Такое инструментальное отношение к прошлому помогает конструировать образ «векового врага», приписывать ему некую вневременную мораль и обвинять его во всех бедах, которые когда-либо обрушивались на «своих». В этом проявляется давно известный психологам прием «переноса фрустрации» или «переноса гнева вовне», путем которого накопившееся недовольство выносится за пределы группы и направляется на какой-либо внешний объект. Это делается при неумении или нежелании найти источник неудачи в своей собственной среде, чтобы не подрывать групповую сплоченность3. Ведь, как известно, «образ врага» укрепляет групповую солидарность и позволяет отодвинуть внутренние проблемы на второй план. Но если в традиционном обществе конструирование «образа врага» питалось слухами и предрассудками, то сегодня для этого задействуются научные технологии.

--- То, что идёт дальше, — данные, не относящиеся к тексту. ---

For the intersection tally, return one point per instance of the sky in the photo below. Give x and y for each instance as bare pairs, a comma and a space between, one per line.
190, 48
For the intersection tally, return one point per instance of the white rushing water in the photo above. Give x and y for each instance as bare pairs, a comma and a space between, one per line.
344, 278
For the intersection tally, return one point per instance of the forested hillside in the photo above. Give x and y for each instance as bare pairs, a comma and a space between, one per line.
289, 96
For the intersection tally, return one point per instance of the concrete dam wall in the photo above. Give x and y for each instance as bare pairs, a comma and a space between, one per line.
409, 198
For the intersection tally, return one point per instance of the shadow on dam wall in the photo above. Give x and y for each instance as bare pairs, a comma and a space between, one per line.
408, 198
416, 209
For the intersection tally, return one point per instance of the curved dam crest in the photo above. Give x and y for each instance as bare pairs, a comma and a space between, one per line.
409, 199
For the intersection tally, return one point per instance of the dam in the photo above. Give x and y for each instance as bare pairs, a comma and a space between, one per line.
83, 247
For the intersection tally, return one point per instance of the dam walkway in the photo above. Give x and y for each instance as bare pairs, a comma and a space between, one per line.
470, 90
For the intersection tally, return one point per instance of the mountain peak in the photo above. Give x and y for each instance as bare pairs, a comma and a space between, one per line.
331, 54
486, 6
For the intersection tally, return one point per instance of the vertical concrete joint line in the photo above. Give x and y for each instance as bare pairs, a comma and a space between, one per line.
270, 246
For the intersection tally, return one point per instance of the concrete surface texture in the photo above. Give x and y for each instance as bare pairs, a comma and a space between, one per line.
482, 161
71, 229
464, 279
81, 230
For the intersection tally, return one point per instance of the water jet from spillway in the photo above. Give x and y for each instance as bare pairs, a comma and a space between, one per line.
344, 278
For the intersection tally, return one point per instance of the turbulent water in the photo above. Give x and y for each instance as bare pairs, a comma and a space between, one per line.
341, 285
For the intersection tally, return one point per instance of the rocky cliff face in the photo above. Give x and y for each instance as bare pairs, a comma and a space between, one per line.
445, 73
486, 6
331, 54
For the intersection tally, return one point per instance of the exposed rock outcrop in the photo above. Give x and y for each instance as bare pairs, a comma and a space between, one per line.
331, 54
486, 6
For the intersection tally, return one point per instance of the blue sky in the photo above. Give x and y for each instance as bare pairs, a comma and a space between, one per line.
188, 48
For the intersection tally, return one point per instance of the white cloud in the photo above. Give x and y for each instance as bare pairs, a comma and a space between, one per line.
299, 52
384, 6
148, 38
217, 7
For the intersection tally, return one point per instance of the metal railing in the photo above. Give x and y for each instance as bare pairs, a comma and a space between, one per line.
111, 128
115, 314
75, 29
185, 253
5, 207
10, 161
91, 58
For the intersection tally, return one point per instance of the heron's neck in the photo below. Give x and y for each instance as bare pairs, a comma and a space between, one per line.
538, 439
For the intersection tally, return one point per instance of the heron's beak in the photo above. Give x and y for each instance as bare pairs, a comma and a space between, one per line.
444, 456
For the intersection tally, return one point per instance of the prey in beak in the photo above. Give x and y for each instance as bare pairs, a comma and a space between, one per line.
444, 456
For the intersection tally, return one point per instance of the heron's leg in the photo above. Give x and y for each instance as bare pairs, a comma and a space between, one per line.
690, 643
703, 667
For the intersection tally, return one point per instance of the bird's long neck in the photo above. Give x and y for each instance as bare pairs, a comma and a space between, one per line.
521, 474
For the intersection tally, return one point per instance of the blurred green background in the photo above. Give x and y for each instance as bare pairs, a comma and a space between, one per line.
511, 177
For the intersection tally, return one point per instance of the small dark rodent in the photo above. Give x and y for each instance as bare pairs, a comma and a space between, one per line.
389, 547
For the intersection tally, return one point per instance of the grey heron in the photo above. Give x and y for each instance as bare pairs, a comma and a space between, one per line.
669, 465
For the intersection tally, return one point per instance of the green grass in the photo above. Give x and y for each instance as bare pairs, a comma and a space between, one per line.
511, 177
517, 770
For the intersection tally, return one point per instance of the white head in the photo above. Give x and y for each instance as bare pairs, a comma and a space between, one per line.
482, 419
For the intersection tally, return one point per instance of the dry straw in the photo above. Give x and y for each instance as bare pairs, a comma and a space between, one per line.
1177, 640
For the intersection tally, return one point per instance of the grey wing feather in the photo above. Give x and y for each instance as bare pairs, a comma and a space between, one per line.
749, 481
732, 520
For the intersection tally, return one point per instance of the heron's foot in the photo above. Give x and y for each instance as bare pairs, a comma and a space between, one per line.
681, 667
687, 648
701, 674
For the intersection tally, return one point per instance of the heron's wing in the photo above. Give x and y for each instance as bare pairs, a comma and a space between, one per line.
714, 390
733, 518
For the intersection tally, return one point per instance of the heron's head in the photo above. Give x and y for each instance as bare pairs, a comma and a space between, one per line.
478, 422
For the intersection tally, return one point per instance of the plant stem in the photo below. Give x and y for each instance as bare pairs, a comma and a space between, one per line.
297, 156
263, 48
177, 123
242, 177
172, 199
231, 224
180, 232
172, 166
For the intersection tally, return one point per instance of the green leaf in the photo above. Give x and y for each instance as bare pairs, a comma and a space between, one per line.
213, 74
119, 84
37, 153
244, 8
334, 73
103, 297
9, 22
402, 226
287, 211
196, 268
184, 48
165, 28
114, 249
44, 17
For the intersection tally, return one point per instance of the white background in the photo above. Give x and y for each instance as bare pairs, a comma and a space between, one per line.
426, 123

Прошлое подвергается кардинальному пересмотру, и в нем ведется целенаправленный поиск доказательств «враждебных действий» или «умыслов» группы, которая назначена на место «врага». Этому помогает эссенциалистский подход, превращающий группу в прочное «социальное тело», якобы сохраняющее в неизменности все свои основные свойства на протяжении всей истории. Остается лишь обнаружить свидетельства «коварных планов» и «бесчеловечных поступков», и немало интеллектуалов с упоением занимаются этой столь же увлекательной, как и сомнительной деятельностью.

Разумеется, рассмотренный выше хазарский миф следует отличать от научных исследований истории хазар и Хазарского каганата, которые продолжают плодотворно развиваться вне зависимости от проанализированных выше околонаучных и ненаучных страстей. Представляется, что следует оставить Хазарию ученым и не пытаться апеллировать к раннесредневековой истории с целью получения каких-то уроков (как негативных, так и позитивных) для современности. Раннесредневековые общности были устроены совершенно иначе, чем современные, там царили иные нравы, и люди руководствовались иными моральными принципами. Вряд ли мы можем у них чему-либо научиться.

Примечания

1. Поэтому термин «антисемитизм» Рид считает вообще абсурдным. См. (Рид 1986: 134).

2. Хапиру известны в истории как детрибализованное население Ближнего Востока II тыс. до н. э., которое невозможно связать с какой-либо определенной этнической группой, хотя некоторые авторы и пытались отождествить их с предками евреев.

3. Вспоминается беседа, которую мне довелось вести на Аляске со стариком-тлингитом в 1991 г. Он тогда объяснил мне, что если молодой человек ведет себя асоциально и серьезно нарушает нормы общественной жизни, то дело, оказывается, не в нем, а в злом духе, который в него вселился. Поэтому надо было изгнать из него этого духа, не причинив никакого вреда самому этому юноше, который тем самым оказывался жертвой, и его следовало не наказывать, а жалеть.